Pijany 25-latek wypłynął kajakiem na Zalew Zemborzycki. Nie umiał pływać, pił alkohol, ale miał na tyle rozsądku, żeby przed wypłynięciem założyć kamizelkę. W pewnym momencie mężczyzna zachwiał się i wpadł do wody. Kamizelka utrzymała go na powierzchni wody a policyjni wodniacy byli w pobliżu. Przerażony mieszkaniec Lublina został bezpiecznie sprowadzony na ląd. Na koniec otrzymał mandat w kwocie 500 zł.
Do zdarzenia doszło wczoraj po południu na Zalewie Zemborzyckim. Policjanci z Posterunku Wodnego podczas patrolu Zalewu otrzymali zgłoszenie o kajakarzu, który potrzebuje pomoc.

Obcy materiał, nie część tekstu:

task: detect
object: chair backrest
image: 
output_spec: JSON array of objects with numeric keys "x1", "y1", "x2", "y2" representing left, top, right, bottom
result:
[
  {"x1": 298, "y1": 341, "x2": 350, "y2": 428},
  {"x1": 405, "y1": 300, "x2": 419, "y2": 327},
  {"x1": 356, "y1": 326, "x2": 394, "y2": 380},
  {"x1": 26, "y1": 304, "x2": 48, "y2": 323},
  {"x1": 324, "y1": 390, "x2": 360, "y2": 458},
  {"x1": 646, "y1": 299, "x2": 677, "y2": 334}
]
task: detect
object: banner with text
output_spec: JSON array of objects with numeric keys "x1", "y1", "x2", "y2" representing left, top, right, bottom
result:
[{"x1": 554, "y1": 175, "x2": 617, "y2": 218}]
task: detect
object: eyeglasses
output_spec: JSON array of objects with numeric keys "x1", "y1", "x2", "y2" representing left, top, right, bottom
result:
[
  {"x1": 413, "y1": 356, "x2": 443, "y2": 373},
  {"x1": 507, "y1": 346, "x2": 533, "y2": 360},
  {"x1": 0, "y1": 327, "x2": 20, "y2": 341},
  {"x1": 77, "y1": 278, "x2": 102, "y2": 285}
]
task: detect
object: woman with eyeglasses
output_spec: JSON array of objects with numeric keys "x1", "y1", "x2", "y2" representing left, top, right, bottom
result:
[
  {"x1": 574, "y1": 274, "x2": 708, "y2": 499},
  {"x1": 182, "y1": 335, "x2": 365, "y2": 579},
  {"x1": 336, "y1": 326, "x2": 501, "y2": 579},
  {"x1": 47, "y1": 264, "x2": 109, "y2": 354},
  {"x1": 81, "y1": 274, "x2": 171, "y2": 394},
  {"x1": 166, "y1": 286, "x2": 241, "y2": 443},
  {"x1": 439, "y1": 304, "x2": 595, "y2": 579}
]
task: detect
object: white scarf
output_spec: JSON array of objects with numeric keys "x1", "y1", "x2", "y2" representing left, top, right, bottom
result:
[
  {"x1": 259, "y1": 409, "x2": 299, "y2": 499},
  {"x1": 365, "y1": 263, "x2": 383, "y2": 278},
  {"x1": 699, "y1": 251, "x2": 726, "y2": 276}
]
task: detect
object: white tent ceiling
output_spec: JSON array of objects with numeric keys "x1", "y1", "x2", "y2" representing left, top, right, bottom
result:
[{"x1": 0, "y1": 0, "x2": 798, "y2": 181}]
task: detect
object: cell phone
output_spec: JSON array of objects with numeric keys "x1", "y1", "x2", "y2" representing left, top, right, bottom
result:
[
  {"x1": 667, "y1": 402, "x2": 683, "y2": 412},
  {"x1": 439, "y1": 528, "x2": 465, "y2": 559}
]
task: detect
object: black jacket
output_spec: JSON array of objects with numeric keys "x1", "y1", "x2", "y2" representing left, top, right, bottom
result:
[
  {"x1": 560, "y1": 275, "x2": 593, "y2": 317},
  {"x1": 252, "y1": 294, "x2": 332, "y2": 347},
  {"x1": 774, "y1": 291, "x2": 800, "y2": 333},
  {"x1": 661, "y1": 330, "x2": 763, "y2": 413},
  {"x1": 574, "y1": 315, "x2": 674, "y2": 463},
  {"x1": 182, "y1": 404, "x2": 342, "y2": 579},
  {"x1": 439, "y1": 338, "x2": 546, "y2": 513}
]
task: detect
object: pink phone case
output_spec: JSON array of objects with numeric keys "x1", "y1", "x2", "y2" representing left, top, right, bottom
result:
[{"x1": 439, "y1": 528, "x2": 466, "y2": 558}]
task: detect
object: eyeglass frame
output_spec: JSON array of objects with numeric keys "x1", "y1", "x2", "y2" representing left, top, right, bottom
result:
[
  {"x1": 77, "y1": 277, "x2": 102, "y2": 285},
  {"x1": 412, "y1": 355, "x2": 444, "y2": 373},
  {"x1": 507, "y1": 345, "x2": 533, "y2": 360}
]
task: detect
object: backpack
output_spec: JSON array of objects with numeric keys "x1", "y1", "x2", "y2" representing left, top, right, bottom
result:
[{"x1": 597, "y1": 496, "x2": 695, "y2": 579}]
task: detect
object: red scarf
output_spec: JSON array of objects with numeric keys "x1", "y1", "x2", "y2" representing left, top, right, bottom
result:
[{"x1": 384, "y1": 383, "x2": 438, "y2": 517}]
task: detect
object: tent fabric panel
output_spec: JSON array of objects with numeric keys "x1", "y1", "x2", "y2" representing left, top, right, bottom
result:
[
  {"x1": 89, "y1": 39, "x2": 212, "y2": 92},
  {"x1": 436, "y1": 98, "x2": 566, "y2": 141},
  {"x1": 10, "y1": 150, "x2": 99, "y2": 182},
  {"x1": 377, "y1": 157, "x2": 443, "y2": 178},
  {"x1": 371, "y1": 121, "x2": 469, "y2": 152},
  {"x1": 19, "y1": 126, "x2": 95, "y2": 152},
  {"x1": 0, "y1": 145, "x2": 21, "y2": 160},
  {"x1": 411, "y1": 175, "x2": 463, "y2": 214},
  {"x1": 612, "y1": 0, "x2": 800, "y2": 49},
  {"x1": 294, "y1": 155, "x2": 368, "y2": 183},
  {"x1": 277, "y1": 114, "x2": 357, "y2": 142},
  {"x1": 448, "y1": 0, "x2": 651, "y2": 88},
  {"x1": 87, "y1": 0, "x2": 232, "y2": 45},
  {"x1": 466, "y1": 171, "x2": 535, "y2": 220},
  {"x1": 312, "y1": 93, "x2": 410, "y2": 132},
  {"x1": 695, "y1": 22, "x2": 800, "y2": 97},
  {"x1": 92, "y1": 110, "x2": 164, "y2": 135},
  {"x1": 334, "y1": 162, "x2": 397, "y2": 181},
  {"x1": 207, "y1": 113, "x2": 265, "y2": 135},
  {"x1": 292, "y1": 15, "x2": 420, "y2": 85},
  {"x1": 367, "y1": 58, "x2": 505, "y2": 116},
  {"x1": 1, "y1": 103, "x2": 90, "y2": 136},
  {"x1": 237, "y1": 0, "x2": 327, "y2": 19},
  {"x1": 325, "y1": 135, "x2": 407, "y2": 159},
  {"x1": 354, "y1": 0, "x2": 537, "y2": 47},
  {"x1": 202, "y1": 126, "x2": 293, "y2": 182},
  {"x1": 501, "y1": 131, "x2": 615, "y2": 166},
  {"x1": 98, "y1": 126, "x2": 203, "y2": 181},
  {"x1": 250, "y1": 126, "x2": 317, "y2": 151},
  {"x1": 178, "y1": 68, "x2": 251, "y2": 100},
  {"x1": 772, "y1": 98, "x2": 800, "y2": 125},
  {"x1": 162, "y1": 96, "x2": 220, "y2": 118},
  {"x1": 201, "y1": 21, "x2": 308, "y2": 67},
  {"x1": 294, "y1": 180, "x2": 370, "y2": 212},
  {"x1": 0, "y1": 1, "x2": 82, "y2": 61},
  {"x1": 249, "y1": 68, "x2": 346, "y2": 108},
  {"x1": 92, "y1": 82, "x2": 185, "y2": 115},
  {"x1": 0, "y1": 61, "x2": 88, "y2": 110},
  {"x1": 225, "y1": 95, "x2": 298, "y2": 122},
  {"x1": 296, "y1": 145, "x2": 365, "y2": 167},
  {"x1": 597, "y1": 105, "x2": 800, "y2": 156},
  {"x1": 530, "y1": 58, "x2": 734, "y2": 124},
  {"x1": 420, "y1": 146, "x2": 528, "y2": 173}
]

Jak informuje policja, “funkcjonariusze natychmiast ruszyli łodzią w poszukiwaniu mężczyzny. W odległości około 100 metrów od brzegu wodniacy zauważyli dryfujący do góry dnem kajak. Obok znajdował się przerażony i wołający o pomoc mężczyzna. Miał na sobie kamizelkę ratunkową. Policjanci od razy udzielili pomocy poszkodowanemu i wyciągnęli go na brzeg, gdzie czekała już karetka. Na szczęście mieszkaniec Lublina nie potrzebował pomocy medycznej. Jak się okazało, nie umiał pływać”.
Podczas akcji policjanci poczuli jednak od niego alkohol. W bezpiecznym miejscu 25-latek został przebadany alkomatem, który pokazał wynik pozytywny. Na zakończenie niebezpiecznego wydarzenia kajakarz otrzymał na pamiątkę mandat karny w kwocie 500 zł.